Apart from the fixture fiasco, the FA are doing their best to assist Eriksson to foster squad morale. They are to fly the players' wives and partners out to Dubai for a holiday with them before they move on to Japan. News of this generous gesture, which will cost £100,000, emerged on the same day that ITV Digital dropped its bombshell threatening the existence of a few dozen League clubs. Not the most sensitive timing, and a glaring example of the varying values at work in the game.

There is no reason why England's players shouldn't enjoy some quality time with their loved ones before going off to battle for their country but, surely, they could afford to pay for their own pleasures. That £100,000 would help an entire club to stave off extinction.

Cheek by Jowell

If England were to win the World Cup, innocents at London's Heathrow Airport could die in the rush as the Prime Minister and assorted members of his cabinet clamoured to be the first to welcome them home. At the moment, however, football is far from the Government's favourite activity. Stung, no doubt, by being made to look fools over Wembley and by being dragged into the absurdly expensive and forlorn attempt to stage the 2006 World Cup, they have developed a nasty antipathy to the game.

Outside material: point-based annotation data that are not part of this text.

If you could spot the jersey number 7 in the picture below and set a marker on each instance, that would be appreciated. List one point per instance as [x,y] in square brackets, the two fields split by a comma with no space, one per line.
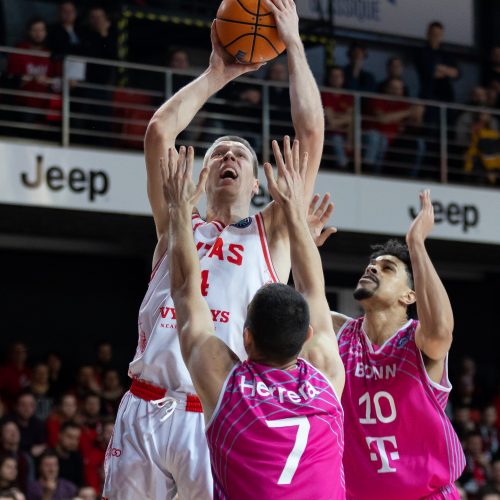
[292,462]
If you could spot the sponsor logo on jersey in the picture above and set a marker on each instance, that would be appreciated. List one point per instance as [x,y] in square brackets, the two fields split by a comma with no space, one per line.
[243,223]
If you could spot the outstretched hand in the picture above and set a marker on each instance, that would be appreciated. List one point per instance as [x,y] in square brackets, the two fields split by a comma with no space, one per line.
[287,19]
[179,189]
[224,63]
[317,217]
[423,224]
[288,189]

This was demonstrated in waspish fashion on Thursday by the culture secretary, Tessa Jowell, who weighed into the bitter conflict between ITV Digital and the Football League with a damning attack on the very clubs who have been put into deep financial trouble. Why this minister was ever put in charge of a department that includes sport is a mystery. That she has neither knowledge nor sympathy for the subject was obvious from her statement that it was not her responsibility to "bail out" football.

"Clubs are paying their players too much," she accused. Whether they are or not, the words "bail out" imply they've done something wrong. They may have been naïve to think you can trust anyone concerned with big business, but their only "crime" has been to build their budgets around money they would have received from an agreement they had every right to expect to be honoured. Perhaps Jowell is getting her Manchester Uniteds confused with her Torquay Uniteds and all the other clubs whose fight for existence was grim even before ITV Digital decided to complicate it further. But, however wretched their situations, they still mean a great deal to their communities and in their forthcoming battle with those behind this digital cop-out they could do without ministers providing ammunition to their opponents.

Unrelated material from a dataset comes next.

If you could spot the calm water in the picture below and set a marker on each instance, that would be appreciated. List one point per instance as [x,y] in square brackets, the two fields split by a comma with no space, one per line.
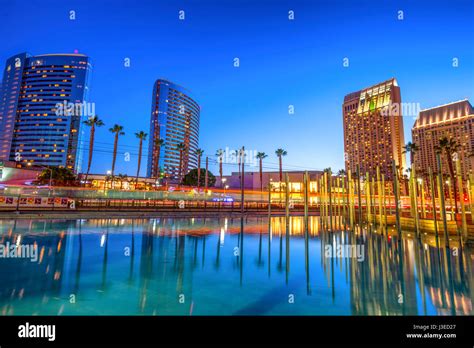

It was a despicable stance to take at this delicate stage and unhappily typical, because when it comes to sport, this is a Government that will intervene only where there is glory to be gained and not where there are principles to uphold. If they want to stay out of it, the Government should have remained silent and not made prejudicial statements that favour one side – in this case, the big, if incompetent, battalions.

It would not be so bad if this was a rare disregard of our sporting interests, but it is reflective of an attitude that is stifling the development of sport in this country.

Braveheart Berti

We shall soon discover how lucky Sven Goran Eriksson is, but he was certainly far more fortunate than his counterpart in Scotland, Berti Vogts, in the manner of his introduction to the job.

The former German manager had to make his Scottish debut against the world champions, France, in Paris. The resultant 5-0 thrashing was a sobering start. Vogts, a belligerent player himself, criticised his new charges for their lack of passion in the tackle. He didn't expect Scots to be emotionless.

Inevitably, the pair's progress will be closely compared, and it promises to produce some fascinating differences. While Eriksson is guiding the English team towards a more sophisticated future, Vogts is already calling on his men to get the claymores out.